In the mornings, we sit and eat our cereal and soon after, the princess book comes out. If you have a daughter, you most likely already know this book. It is like a foot thick, has a million stickers and contains several dozen outlines for each type of princess the minds of Disney have conceived. While Jack Jack and I chase each other, Hads sits on the table and examines each princess with a careful gaze, like a sculptor trying to precisely chisel a masterpiece. Then, with a determined sigh, she proclaims what is needed, grabs a particular crayon and proceeds to coat said princess in a rush of pink wax.
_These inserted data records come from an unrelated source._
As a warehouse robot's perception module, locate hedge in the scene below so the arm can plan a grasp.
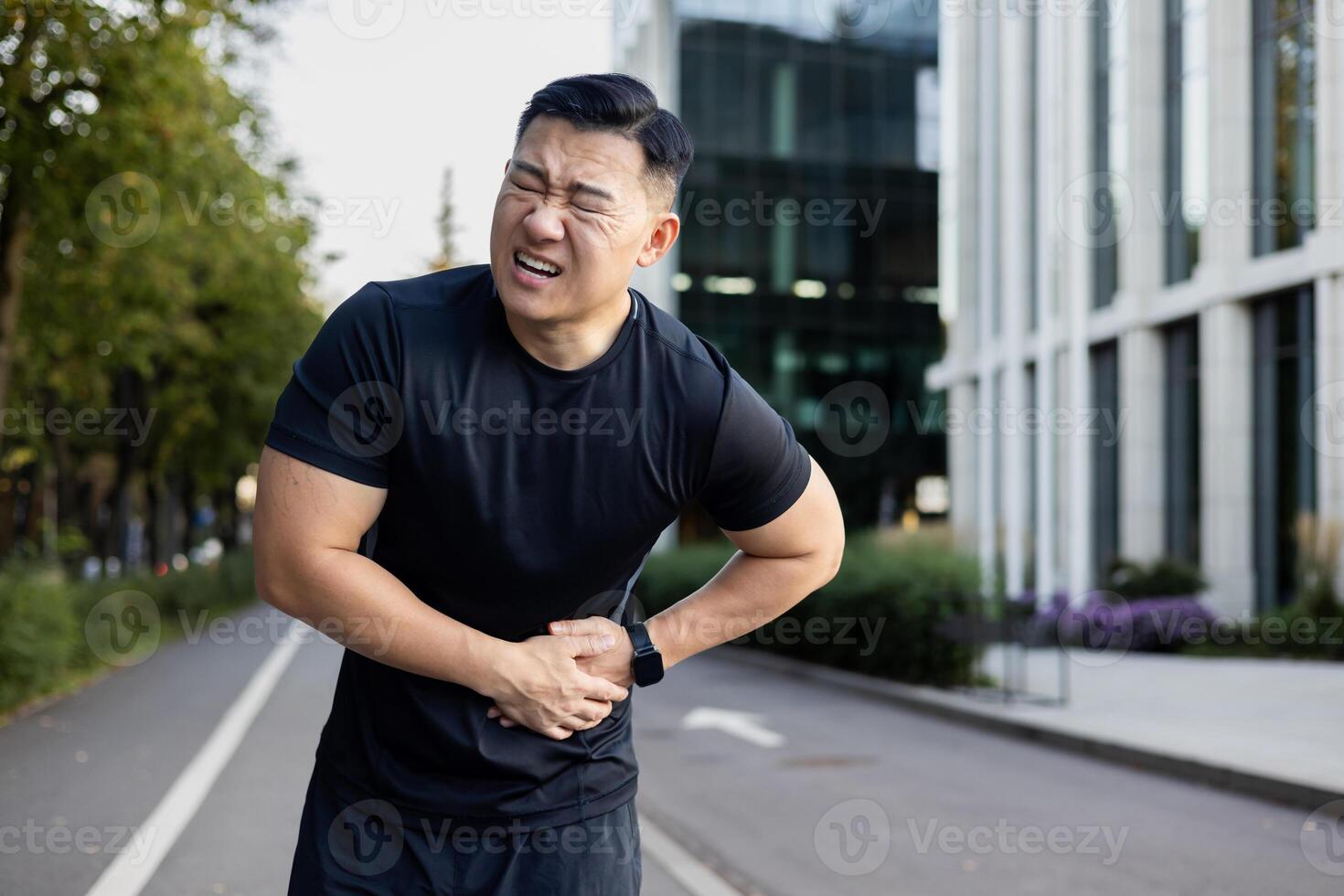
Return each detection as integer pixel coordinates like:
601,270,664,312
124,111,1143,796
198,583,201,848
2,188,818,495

It is interesting to me because the picture was already complete. It already was a princess. But with a flash of imagination, the picture becomes more than it was. It was complete, but not finished.
I think about that a lot of times as I wander around.
This place, our city, our homes, our world is complete in one sense and yet not at all.
Sheri and I are contemplating some huge decisions right now in our life as a family. In one sense, we are already complete, we have our little family with our jobs and roles. We live a not too rich, not too poor life and it is great.
But God keeps giving us more crayons.
God keeps whispering little songs and thoughts and dreams into our lives and I would love to ignore them. But the possibility of new colors to use and new portraits to paint are so heavenly seductive. There is something to God, to His idea of what makes everything better, that is so disarmingly irresistible.
Especially the big stuff.
When you have the big dream and sit back and think, but if it fails, we will look like fools…
Those are the big ones that I love. I live my life trying to negate any uncomfort. Then I get those Holy Moments every so often, where I have a glimpse of what could be around the bend. What might be in store for us. Where this road might go. It so compelling, so life giving, so precious that to say it above a whisper at night would seem to make it fade or die somehow. Those things you dream about, but only ever say once in a long while with close friends late at night.
I love those kind of things. Not because I love the dramatic, but because I love good stories.
The other day, Sheri and I were talking about some of the big decisions we are facing and I had this random thought that I asked her. “If you saw you in a movie right now, what would you want the character to do?” It was a little like asking, “what do you think the audience is cheering you on towards?” I don’t know for sure, but I think that the question was not put in my head by me. I feel that way, because since that night, we have talked a lot differently about everything.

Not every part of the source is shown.